13 April, 2016

'Golden age of gas' delivers everything, except cash for Australians

"Mind boggling" amount of money have
transformed Barrow Island.
The once-in-a-lifetime liquefied natural gas boom off the coast of Western Australia will not deliver any significant royalties to the federal government for at least two decades, according to an analysis prepared for the state's government.

One of the companies involved in the boom, Chevron, will in effect be able to pump and sell about 300 million tonnes of Australian LNG before paying any royalties.

The bleak assessment of the $90 billion offshore LNG industry's contribution to the national wealth can be revealed as Prime Minister Malcolm Turnbull and Resources Minister Josh Frydenberg tour Western Australia trumpeting the coming "golden age of gas".

Read Heath Aston’s story in today’s Melbourne Age - “WA gas boom 'will not boost national wealth for decades’.”

(Barrow Island when I was there in the early 1960s was just that, an island rich in it flora and fauna and home (temporary in this case) one fellow who operated a navigational beacon.

You see, as a young man, I worked for the dark-side and the navigational beacon, one of two that located sea-going boats (about 30 metres long) used by a geophysical company that was searching the area for oil and gas. We were dropping supplies off to the lone fellow who manned and maintained the beacon.

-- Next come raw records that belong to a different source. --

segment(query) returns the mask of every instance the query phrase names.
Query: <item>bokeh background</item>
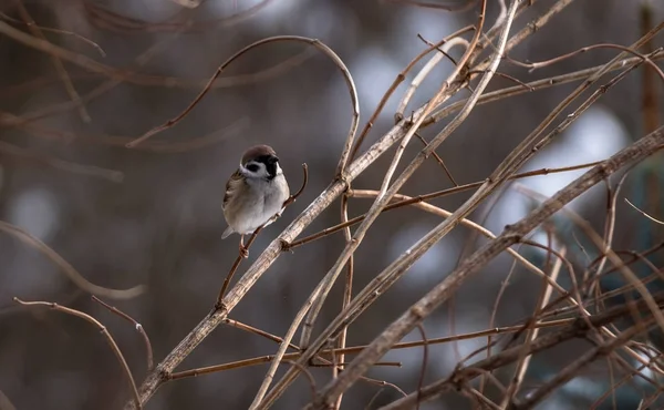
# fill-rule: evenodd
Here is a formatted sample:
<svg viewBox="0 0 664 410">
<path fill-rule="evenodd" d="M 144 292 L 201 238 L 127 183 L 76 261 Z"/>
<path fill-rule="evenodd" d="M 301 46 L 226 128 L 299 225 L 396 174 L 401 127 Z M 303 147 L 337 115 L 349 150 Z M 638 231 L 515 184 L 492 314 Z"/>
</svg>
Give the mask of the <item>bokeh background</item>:
<svg viewBox="0 0 664 410">
<path fill-rule="evenodd" d="M 0 143 L 21 150 L 12 151 L 10 145 L 2 145 L 0 151 L 0 219 L 43 240 L 94 284 L 118 289 L 145 285 L 146 291 L 136 298 L 106 301 L 144 326 L 157 361 L 208 312 L 237 255 L 237 237 L 220 239 L 225 228 L 220 204 L 226 180 L 237 167 L 241 153 L 252 144 L 269 143 L 281 158 L 291 189 L 300 186 L 302 163 L 309 165 L 310 178 L 298 202 L 260 235 L 239 274 L 332 181 L 351 121 L 351 104 L 343 78 L 325 57 L 302 44 L 269 44 L 231 64 L 222 74 L 222 86 L 209 92 L 176 126 L 136 150 L 123 145 L 178 114 L 232 53 L 256 40 L 279 34 L 320 39 L 341 57 L 357 85 L 361 124 L 364 124 L 397 73 L 426 48 L 417 34 L 435 42 L 474 23 L 477 17 L 476 9 L 448 13 L 375 0 L 274 0 L 264 4 L 208 0 L 194 10 L 167 0 L 19 1 L 0 2 L 2 20 L 27 31 L 23 24 L 10 20 L 21 21 L 20 10 L 24 7 L 40 27 L 75 32 L 97 43 L 105 57 L 74 35 L 44 32 L 49 41 L 142 75 L 133 83 L 120 82 L 87 102 L 85 109 L 91 122 L 82 121 L 77 110 L 60 110 L 28 124 L 17 124 L 9 120 L 9 114 L 28 117 L 65 103 L 69 98 L 48 54 L 0 37 L 0 110 L 3 112 Z M 519 18 L 513 31 L 552 2 L 538 1 Z M 574 1 L 510 57 L 540 61 L 593 43 L 629 45 L 640 37 L 640 3 Z M 653 1 L 652 7 L 656 23 L 664 17 L 664 7 L 657 1 Z M 489 22 L 497 12 L 497 2 L 489 1 Z M 663 44 L 662 35 L 655 38 L 654 44 Z M 146 52 L 151 53 L 148 58 Z M 452 54 L 460 55 L 458 49 Z M 499 71 L 527 82 L 602 64 L 613 55 L 615 50 L 595 50 L 532 73 L 504 62 Z M 69 63 L 65 68 L 81 95 L 112 81 Z M 418 90 L 411 109 L 426 102 L 450 69 L 449 61 L 440 63 Z M 529 162 L 526 170 L 602 160 L 640 137 L 644 132 L 641 75 L 642 72 L 636 71 L 612 89 L 550 147 Z M 495 78 L 489 88 L 511 85 L 513 82 L 507 79 Z M 480 181 L 573 86 L 575 83 L 478 106 L 438 154 L 459 183 Z M 661 90 L 661 84 L 656 86 Z M 369 142 L 393 124 L 393 113 L 404 90 L 405 84 L 402 84 L 375 123 Z M 433 136 L 442 126 L 432 126 L 424 136 Z M 421 147 L 418 144 L 412 142 L 404 161 L 413 157 Z M 353 186 L 377 188 L 391 153 L 393 151 L 380 158 Z M 52 166 L 55 160 L 115 170 L 124 177 L 108 181 L 58 168 Z M 640 172 L 658 178 L 657 164 L 650 163 Z M 525 184 L 550 195 L 580 173 L 539 176 Z M 403 192 L 423 194 L 449 186 L 449 180 L 432 161 L 415 174 Z M 633 202 L 642 206 L 652 205 L 652 198 L 660 198 L 657 184 L 654 188 L 652 185 L 650 188 L 639 184 L 629 186 L 627 193 L 634 193 Z M 467 197 L 468 194 L 458 194 L 434 203 L 454 211 Z M 353 199 L 351 215 L 361 214 L 370 204 L 366 199 Z M 532 205 L 522 194 L 508 191 L 489 214 L 486 226 L 499 233 L 505 224 L 525 216 Z M 575 201 L 573 208 L 601 228 L 605 189 L 591 191 Z M 616 247 L 643 249 L 661 239 L 661 233 L 624 203 L 621 202 L 618 209 L 621 234 L 616 235 Z M 338 222 L 339 205 L 335 204 L 304 234 Z M 356 253 L 355 288 L 369 283 L 438 223 L 438 217 L 417 209 L 404 208 L 382 216 Z M 473 250 L 483 243 L 476 238 L 468 243 L 468 232 L 457 228 L 432 248 L 350 328 L 349 345 L 371 341 L 448 274 L 464 248 Z M 283 335 L 342 247 L 343 236 L 335 234 L 300 247 L 294 254 L 282 255 L 232 311 L 231 318 Z M 538 260 L 543 254 L 531 249 L 527 255 Z M 584 263 L 582 254 L 577 256 L 575 263 Z M 489 327 L 496 295 L 509 266 L 509 258 L 498 258 L 464 286 L 453 309 L 445 306 L 425 321 L 427 336 L 442 337 L 453 331 L 460 334 Z M 339 311 L 341 283 L 319 318 L 319 330 Z M 538 294 L 532 289 L 539 289 L 538 284 L 539 280 L 517 268 L 497 310 L 495 325 L 509 325 L 529 316 Z M 89 294 L 80 290 L 49 259 L 14 237 L 0 234 L 0 391 L 17 409 L 117 409 L 129 398 L 124 375 L 96 329 L 59 312 L 18 307 L 12 303 L 14 296 L 56 301 L 93 315 L 114 335 L 137 382 L 145 376 L 145 349 L 129 324 L 92 301 Z M 419 334 L 414 332 L 406 339 L 418 338 Z M 461 357 L 484 344 L 486 339 L 430 347 L 425 380 L 444 377 Z M 583 342 L 569 344 L 535 360 L 525 389 L 549 378 L 560 363 L 578 357 L 585 348 L 588 345 Z M 221 326 L 179 370 L 276 350 L 277 345 L 269 340 Z M 417 386 L 422 349 L 394 351 L 385 360 L 397 360 L 403 366 L 375 368 L 370 376 L 413 391 Z M 247 408 L 266 370 L 267 366 L 256 366 L 166 383 L 147 409 Z M 323 383 L 330 370 L 312 372 Z M 605 369 L 591 367 L 588 375 L 566 385 L 541 408 L 588 408 L 606 388 L 605 376 Z M 364 408 L 378 389 L 360 382 L 345 396 L 343 408 Z M 620 399 L 631 407 L 619 408 L 635 408 L 637 392 L 637 386 L 627 386 Z M 373 406 L 396 397 L 398 393 L 385 389 Z M 300 408 L 308 399 L 309 386 L 300 378 L 274 408 Z M 448 394 L 423 408 L 469 406 L 467 399 Z"/>
</svg>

That search was obviously not fruitless and now Barrow Island, which has been the place from which Australia has drawn much of its oil, is the focus of what the Australia’s Prime Minister, Malcolm Turnbull, and his Resources Minister, Josh Frydenburg, are calling our “golden age of gas”.

The numbers about what is happening on the island are in the billions (and that’s dollars) and yet it has been revealed that Australia will not see a cent of any royalties from what is happening there for decades.

Should that be true, and it is according to an analysis prepared for the Western Australian Government, then Australia’s governance is in serious disarray and illustrates again that those from the big end of town know which strings to pull to avoid contributing to the public good.

Those extractive companies happily continue to source even more fossil fuels and further put the stability of Earth’s climate system under additional pressure and so worsening the likelihood of humanity escaping catastrophic climate change, and all along, it seems, we allow them to do it, for free, beyond some vague and unsubstantiated promises – Robert McLean.)